Действительно, Иаков не слушал, он «задумался». Это была на редкость выразительная задумчивость, воплощенье задумчивости, задумчивость, так сказать, образцовая, высшая степень патетически-сосредоточенной отрешенности, — тут уж он ничего не слышал; если уж он задумался, то это должна была быть настоящая, видная и за сто шагов, великолепная, могучая задумчивость, чтобы каждому было ясно, что Иаков погрузился в раздумье, больше того, чтобы каждый только сейчас вообще узнал, что такое подлинная задумчивость, и благоговел перед этим состояньем и этой картиной: старик, обеими руками опершийся на высокий посох, склоненная к плечу голова, полные сокровенно-мечтательной грусти губы в серебряной бороде, карие, старческие, упорно роющиеся в глубинах воспоминаний и мыслей глаза, их глухой, обращенный внутрь взгляд снизу вверх, почти теряющийся в нависших бровях… Людям чувства свойственна внешняя выразительность, ибо она вытекает из тщеславия чувства, которое откровенно и без стесненья о себе заявляет; выразительность — это порожденье большой и нежной души, где Слабость и смелость, бесстыдство и благородство, естественность и нарочитость сплавляются в актерство высшей марки, которое внушает людям благоговенье, хотя и слегка веселит их. Иакову была очень свойственна внешняя выразительность — к радости Иосифа, любившего взволнованную эту приподнятость и ею гордившегося, но к испугу и страху всех других, кто сталкивался с ним в жизни, и особенно остальных его сыновей, которые при размолвках с отцом ничего так не боялись, как именно этой выразительности. Так было с Рувимом, когда ему пришлось держать ответ перед стариком по поводу истории с Валлой. И хотя страх и благоговение перед выспренней выразительностью были тогда глубже и безотчетней, чем у нас, обыкновенный человек, которому грозили такие эффекты, и тогда проникался тем обывательским защитным чувством, которое мы выразили бы словами: «Бог ты мой, это не доведет до добра!»
Яркая выразительность душевных движений Иакова, и взволнованность его голоса, и высокопарность его речи, и торжественность его повадки вообще была связана с той его чертой, которой объяснялось также столь свойственное его лицу живописное выраженье задумчивости.

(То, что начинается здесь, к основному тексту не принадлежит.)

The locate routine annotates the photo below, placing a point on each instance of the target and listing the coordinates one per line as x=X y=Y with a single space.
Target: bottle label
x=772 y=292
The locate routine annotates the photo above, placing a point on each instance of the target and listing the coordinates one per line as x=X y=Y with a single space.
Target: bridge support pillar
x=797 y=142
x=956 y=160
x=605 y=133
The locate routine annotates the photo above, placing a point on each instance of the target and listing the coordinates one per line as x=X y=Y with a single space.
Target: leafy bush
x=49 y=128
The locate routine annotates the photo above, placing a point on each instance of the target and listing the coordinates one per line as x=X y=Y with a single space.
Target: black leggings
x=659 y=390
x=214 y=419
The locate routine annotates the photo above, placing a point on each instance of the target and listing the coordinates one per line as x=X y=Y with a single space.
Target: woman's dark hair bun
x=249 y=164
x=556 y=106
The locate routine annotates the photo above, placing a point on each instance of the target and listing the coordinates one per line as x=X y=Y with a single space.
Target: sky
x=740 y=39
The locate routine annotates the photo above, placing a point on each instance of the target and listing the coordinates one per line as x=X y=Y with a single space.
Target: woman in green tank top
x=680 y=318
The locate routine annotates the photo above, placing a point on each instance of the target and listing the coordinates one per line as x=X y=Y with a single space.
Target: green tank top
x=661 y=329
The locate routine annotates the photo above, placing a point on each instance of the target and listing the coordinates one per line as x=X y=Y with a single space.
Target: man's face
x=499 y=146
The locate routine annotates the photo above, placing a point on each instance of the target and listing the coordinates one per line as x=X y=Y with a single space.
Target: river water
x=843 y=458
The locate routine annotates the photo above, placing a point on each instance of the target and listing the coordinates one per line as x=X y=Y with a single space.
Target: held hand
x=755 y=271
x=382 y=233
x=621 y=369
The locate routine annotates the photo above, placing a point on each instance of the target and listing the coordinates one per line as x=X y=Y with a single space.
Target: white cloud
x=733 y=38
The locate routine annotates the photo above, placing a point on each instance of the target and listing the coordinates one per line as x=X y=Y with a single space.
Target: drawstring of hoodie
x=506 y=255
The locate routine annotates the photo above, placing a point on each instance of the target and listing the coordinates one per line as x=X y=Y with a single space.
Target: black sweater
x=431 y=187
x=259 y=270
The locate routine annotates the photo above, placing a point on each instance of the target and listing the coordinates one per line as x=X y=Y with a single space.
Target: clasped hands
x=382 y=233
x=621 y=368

Это была склонность связывать мысли, настолько подчинившая себе внутреннюю его жизнь, что стала прямо-таки ее формой, и его мышленье почти совсем ушло в такие ассоциации. На каждом шагу душу его поражали, отвлекали и далеко увлекали соответствия и аналогии, сливавшие в одно мгновенье прошлое и обещанное и придававшие взгляду его как раз ту расплывчатость и туманность, которая появляется в минуты раздумья. Это был род недуга, но недуг этот не был личным его уделом, он был, хотя и в разной степени, очень широко распространен, и можно сказать, что в мире Иакова духовное достоинство и «значенье» — употребляя слово «значенье» в самом прямом смысле, — определялось богатством мифических ассоциаций и силой, с какой они наполняли мгновение. В самом деле, как странно, как выспренне и многозначительно прозвучали слова старика, когда он намеком выразил свое опасение, что Иосиф упадет в водоем! А получилось так потому, что Иаков не мог подумать о глубине колодца, чтобы к этой мысли не примешалась, углубляя и освящая ее, идея преисподней и царства мертвых, — идея, которая играла важную роль, правда, не в религиозных его воззрениях, но, как древнейшее мифическое наследство народов, в глубинах его души и фантазии, — представление о дольней стране, где правил Усири. Растерзанный, о местопребывании Намтара, бога чумы, о царстве ужасов, родине всех злых духов и повальных болезней. Это был мир, куда погружались небесные светила после захода, чтобы в назначенный час снова подняться, но ни одному смертному, проделавшему путь в эту обитель, вернуться оттуда не удавалось. Это был край грязи и кала, но также золота и богатств; лоно, куда бросали зерно и откуда оно всходило питательным злаком, страна черной луны, зимы и обуглившегося лета, куда спустился и ежегодно спускался растерзанный вепрем вешний овчар Таммуз, после чего земля переставала родить и, оплаканная, скудела до той поры, покуда Иштар, его супруга и мать, не отправлялась на поиски его в ад, не ломала пыльных запоров его застенка и с великим смехом не выводила из ямы возлюбленного красавца, владыку новорасцветшей флоры.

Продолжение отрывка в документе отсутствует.